Donovan Mitchell, a frequent comparison for Ivey as a ball-dominant shooting guard of normal human height, is both an outlier case of shooting development, having gone from relatively mediocre shooting stats as a collegian to the fifth-most three-point attempts per 36 minutes in the NBA this season, and also someone who was a dramatically superior defensive prospect than Ivey in all of the ways (STL%, DRTG, DBPM, DWS/40) that claim to measure that sort of thing. Mitchell also recorded a much lower (better) TO% in his sophomore season than did Ivey. Again, the bar is high, and is that even something I want, even if it works?
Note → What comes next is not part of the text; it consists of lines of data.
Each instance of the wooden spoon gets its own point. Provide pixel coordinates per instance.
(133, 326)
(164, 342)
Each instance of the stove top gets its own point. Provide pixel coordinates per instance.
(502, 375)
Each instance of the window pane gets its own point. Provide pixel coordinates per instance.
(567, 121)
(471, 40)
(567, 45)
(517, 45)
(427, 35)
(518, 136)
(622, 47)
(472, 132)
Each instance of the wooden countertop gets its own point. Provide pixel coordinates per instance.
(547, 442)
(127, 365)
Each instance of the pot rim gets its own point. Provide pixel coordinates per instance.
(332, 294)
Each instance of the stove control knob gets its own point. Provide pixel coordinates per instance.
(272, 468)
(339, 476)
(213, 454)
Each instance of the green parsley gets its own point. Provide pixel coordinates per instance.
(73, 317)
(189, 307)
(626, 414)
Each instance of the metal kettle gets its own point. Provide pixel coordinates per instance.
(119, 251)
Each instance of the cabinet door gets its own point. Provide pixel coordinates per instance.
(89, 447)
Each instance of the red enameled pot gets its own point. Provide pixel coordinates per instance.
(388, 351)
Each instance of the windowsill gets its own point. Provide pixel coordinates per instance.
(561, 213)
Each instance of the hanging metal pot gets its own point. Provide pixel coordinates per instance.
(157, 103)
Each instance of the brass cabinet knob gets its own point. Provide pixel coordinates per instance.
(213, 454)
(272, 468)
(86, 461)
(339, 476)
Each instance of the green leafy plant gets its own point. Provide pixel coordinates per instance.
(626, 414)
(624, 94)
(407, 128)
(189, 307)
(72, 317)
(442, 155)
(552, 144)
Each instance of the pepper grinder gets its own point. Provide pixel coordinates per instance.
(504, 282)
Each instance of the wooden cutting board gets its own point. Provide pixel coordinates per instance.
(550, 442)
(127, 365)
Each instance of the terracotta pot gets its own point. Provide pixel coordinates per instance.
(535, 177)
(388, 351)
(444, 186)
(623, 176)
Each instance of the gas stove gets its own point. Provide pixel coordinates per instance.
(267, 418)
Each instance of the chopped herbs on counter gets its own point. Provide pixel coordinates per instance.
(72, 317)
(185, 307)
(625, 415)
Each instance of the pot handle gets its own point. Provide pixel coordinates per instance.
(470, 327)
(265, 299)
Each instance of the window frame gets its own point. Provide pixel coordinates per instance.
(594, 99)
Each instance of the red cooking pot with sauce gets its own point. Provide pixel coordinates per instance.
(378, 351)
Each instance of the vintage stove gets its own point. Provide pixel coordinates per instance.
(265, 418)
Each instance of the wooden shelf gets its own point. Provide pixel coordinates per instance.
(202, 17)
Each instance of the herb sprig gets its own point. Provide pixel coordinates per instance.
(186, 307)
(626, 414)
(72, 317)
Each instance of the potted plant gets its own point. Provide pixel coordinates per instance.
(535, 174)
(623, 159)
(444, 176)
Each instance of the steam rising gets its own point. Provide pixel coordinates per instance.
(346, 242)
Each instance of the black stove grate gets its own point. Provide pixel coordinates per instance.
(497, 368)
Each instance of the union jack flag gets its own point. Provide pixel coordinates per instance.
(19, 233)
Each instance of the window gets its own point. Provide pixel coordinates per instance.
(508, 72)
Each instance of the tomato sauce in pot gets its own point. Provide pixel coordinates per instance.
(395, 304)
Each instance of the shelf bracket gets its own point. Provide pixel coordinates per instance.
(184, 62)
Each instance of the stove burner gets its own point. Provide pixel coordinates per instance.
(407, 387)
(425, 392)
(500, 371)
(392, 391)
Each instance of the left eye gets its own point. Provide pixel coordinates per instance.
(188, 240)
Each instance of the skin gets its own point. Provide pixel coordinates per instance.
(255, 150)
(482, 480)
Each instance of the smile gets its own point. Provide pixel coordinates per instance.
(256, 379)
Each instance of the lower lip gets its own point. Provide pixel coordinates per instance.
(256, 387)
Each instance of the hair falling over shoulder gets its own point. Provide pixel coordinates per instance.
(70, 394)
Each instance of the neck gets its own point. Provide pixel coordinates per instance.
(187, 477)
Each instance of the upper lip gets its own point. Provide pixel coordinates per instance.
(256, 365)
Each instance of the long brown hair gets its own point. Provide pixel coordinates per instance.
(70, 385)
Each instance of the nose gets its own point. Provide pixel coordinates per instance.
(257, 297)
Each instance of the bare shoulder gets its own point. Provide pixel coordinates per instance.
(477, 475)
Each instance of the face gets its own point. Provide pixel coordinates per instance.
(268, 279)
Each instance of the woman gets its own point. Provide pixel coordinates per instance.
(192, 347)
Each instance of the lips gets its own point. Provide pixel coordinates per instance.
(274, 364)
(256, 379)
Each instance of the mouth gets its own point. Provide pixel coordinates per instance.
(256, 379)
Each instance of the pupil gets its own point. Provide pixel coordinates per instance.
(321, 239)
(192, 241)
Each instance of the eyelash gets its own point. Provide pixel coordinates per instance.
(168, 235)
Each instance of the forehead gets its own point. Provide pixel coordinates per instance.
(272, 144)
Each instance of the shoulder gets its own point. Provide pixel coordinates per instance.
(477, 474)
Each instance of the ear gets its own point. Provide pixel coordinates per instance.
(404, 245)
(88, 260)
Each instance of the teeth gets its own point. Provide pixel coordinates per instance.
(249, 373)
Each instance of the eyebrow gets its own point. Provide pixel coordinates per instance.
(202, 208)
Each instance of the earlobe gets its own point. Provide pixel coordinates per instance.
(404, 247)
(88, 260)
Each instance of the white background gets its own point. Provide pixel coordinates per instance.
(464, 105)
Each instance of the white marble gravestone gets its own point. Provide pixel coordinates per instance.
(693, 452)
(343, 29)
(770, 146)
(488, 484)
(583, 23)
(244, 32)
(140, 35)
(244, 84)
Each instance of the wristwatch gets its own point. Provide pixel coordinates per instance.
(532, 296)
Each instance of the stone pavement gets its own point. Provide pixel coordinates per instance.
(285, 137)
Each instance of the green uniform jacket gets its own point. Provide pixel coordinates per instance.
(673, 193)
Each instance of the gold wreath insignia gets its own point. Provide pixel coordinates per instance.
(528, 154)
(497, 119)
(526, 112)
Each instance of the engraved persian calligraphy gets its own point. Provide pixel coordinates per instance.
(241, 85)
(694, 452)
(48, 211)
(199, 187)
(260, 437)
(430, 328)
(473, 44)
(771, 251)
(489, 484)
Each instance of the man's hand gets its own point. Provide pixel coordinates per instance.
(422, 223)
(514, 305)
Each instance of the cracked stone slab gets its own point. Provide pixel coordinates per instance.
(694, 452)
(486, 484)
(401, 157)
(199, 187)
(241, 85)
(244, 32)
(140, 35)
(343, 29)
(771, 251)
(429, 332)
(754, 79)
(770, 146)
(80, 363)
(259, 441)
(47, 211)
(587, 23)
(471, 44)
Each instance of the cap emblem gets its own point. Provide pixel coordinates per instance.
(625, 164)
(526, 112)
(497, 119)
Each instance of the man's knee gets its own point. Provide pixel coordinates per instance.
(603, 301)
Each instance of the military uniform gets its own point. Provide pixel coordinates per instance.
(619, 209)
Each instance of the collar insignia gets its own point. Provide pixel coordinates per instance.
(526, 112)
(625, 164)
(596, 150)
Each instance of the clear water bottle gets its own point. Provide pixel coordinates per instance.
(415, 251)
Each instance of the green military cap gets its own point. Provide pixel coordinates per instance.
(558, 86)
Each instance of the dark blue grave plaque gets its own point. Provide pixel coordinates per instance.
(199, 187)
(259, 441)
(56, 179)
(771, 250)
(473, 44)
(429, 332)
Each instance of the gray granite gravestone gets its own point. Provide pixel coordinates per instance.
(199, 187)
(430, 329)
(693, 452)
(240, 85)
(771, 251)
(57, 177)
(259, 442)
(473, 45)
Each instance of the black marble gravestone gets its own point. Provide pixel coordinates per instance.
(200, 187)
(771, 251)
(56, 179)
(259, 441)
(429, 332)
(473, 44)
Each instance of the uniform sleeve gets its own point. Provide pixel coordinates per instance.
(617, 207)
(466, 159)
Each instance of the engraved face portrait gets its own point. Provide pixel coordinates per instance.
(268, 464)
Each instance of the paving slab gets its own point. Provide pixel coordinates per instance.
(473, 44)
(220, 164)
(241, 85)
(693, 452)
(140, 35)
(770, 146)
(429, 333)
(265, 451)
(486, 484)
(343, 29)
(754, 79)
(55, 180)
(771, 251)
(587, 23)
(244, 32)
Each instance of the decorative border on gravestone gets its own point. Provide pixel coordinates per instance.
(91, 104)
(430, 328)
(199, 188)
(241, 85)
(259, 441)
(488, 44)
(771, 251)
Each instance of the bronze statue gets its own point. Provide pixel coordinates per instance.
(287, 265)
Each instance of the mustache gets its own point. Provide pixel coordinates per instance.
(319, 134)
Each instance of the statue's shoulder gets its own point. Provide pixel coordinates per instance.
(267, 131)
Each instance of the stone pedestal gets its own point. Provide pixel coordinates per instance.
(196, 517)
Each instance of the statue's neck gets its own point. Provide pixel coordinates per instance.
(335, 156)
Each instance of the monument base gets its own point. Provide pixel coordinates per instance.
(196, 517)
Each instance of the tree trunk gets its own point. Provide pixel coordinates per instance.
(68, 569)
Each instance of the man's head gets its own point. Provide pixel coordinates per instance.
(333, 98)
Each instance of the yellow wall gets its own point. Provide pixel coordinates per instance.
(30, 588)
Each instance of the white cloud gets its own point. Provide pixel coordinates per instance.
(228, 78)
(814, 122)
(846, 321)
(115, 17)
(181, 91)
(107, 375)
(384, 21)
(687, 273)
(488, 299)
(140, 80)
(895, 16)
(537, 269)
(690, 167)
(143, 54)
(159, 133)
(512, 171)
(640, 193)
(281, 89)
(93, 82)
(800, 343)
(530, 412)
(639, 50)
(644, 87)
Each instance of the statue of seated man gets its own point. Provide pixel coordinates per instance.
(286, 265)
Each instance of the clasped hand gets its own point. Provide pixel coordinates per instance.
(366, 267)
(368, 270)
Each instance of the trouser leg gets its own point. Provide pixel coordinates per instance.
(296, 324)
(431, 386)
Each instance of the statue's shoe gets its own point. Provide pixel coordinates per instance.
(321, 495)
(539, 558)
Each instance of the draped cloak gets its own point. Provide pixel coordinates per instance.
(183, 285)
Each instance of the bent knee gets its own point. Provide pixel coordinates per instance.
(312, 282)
Our old friend Kentavious Caldwell-Pope was a dramatically superior defensive prospect than Ivey by these measures as well (thank you Tankathon for your extremely fun comparison tool!), and, speaking of KCP: that’s an example of better fit, our oft-discussed “2 who guards 1s so that Cade doesn’t have to,” right? If so, Benn Mathurin of Arizona is more likely to succeed in such a role, just because he is better than Ivey at shooting. He’s not quite the same level of athlete that Ivey is, and struggles with similar challenges as an off-ball defender as Ivey does, but if I am seeking a KCP “type” rather than a Mitchell “type” he strikes me as a cleaner fit.

A thing I fear is Ivey being cast in a role similar to Mitchell, or to Victor Oladipo, to whom Ivey has also frequently been compared, only to have his efficiency as a high-volume offensive player not be good enough to help his team achieve contention deep into the playoffs. This would basically be the dread Wrong Initiator, a term that to the best of my knowledge was originally coined by Ben Rubin. (It is also distinctly separate from Miami Hurricanes guard and billionaire-leveraging NIL-shenanigans legend Isaiah Wong, who I have previously described as a Wong Initiator.)

I want Cade’s long-term backcourt mate to be a better defender AND a better shooter than I expect Ivey to become in the NBA. Too many different things would have to go completely right for him to be an ideal fit in the starting lineup of The Cade Contender, and that premise is not the sort of thing I would want to bet on near the top of the draft.